Now we can define a new string Q that does not in this table, with diagonalization:

Qi = a if sii=b

b if sii=a

a or b if sii=ε

just as what we does in disprove f:N->[0,1] exists.

So we come to a contradition. We can find a bijection, while showing that there is no such bijection.

Could you please tell me What’s going wrong ?

I have tried this on national number f:N->N originally. Pepole replied that a specific natural number can’t be an infinite sequence, while real number can. So I change to string, which doesn’t have such numeric restriction. The Turning Halting Problem are also disproved with string diagonalization. So this example seems OK. It seems can also work on [0,1], with {a,b} replaced by {0,…,9}.

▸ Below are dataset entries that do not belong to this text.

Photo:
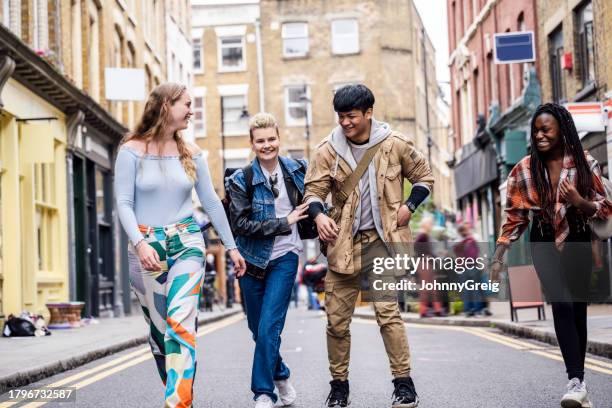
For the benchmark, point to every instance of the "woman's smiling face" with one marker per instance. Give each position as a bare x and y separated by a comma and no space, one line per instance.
546,133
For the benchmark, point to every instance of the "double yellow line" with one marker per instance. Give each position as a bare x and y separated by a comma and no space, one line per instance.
97,373
553,354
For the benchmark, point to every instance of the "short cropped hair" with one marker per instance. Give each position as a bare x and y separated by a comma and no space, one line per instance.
262,120
351,97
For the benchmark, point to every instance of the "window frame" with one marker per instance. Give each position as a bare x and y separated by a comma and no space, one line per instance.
240,132
199,94
584,29
335,36
555,53
289,119
200,50
304,36
223,68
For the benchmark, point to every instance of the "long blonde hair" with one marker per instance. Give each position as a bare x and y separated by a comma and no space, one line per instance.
155,119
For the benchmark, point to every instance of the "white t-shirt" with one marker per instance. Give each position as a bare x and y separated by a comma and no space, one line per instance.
282,206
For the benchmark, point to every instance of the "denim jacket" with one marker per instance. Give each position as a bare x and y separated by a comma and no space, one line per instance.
254,222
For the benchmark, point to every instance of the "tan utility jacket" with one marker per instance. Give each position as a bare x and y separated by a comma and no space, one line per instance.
395,160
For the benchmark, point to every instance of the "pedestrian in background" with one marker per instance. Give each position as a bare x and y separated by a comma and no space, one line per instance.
266,225
560,183
424,248
155,172
367,211
474,301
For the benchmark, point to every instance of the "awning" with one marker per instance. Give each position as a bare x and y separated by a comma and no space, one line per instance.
476,168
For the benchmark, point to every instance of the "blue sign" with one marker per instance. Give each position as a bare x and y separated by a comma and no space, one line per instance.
514,47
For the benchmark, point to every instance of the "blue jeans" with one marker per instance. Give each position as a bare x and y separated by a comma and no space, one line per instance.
266,301
473,300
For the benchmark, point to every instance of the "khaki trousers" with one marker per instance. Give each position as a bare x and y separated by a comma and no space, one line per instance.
341,291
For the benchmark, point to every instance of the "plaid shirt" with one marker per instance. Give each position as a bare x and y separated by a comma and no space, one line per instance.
522,198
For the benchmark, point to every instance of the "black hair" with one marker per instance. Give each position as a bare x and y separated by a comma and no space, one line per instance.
351,97
572,146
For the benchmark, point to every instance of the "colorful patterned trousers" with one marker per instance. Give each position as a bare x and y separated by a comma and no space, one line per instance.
169,300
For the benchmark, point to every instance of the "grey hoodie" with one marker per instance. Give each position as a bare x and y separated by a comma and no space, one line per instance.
378,133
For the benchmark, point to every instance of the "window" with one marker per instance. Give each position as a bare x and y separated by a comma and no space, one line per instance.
297,105
235,118
76,43
198,53
231,54
46,214
555,47
94,56
118,63
295,39
345,36
586,52
492,78
40,25
199,114
6,13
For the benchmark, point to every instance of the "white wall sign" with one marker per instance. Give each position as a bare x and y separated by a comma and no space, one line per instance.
124,84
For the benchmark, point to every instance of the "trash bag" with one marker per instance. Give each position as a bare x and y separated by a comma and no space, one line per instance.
25,326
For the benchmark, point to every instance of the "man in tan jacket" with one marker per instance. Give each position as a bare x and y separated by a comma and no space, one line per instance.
372,212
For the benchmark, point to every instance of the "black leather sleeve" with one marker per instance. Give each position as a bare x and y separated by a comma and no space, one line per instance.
240,213
417,196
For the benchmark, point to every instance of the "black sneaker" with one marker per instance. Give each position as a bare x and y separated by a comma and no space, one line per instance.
338,396
404,394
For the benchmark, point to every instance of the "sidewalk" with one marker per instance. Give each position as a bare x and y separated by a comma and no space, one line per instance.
29,359
599,324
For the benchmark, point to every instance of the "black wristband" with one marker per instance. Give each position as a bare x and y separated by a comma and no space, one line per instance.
315,208
417,196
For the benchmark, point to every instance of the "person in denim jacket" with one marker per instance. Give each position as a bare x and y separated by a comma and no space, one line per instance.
264,219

Hoping anyone help me out, sincerely!

Very good question, and it’s one I’ve struggled with myself in the past! The problem is that your construction is only working with

finitestrings, and the set of finite strings is indeed countable. The thing about real numbers is that there is a bijection (indeed, you can define them this way) between the reals and infinite strings of characters in {0,1}. The “finite” decimal expansions correspond to rational numbers (with the infinitely many following zeros being truncated for brevity). Your construction will not be surjective because it misses every infinite string, for instance, the infinite string of “b”s if we’re thinking of b as 1 and a as 0. Indeed, I heard a very clever “false proof” using just the same idea as yours. I posted about it here: False Proof – The Reals are Countable. It uses the misdirection of “square-free” numbers, but it’s the same idea at heart: it only captures finite things.Ah, I got the point. I failed to clarify the set arguing about. As you point out, the bijection constructed is just from N to all finite string S. Although the length of element in S is unlimited, or potentially infinite, no truly infinite string contained in S! while the string defined in diagonlization is a truly infinite one… Subtle but critical. I also read the False Proof series and learned more.

Thank you very much !

You wrote: “So we have proved, as curious as it sounds to say it, that there are just as many even numbers as not even numbers.”

I think you meant: “So we have proved, as curious as it sounds to say it, that there are just as many even numbers as natural numbers.”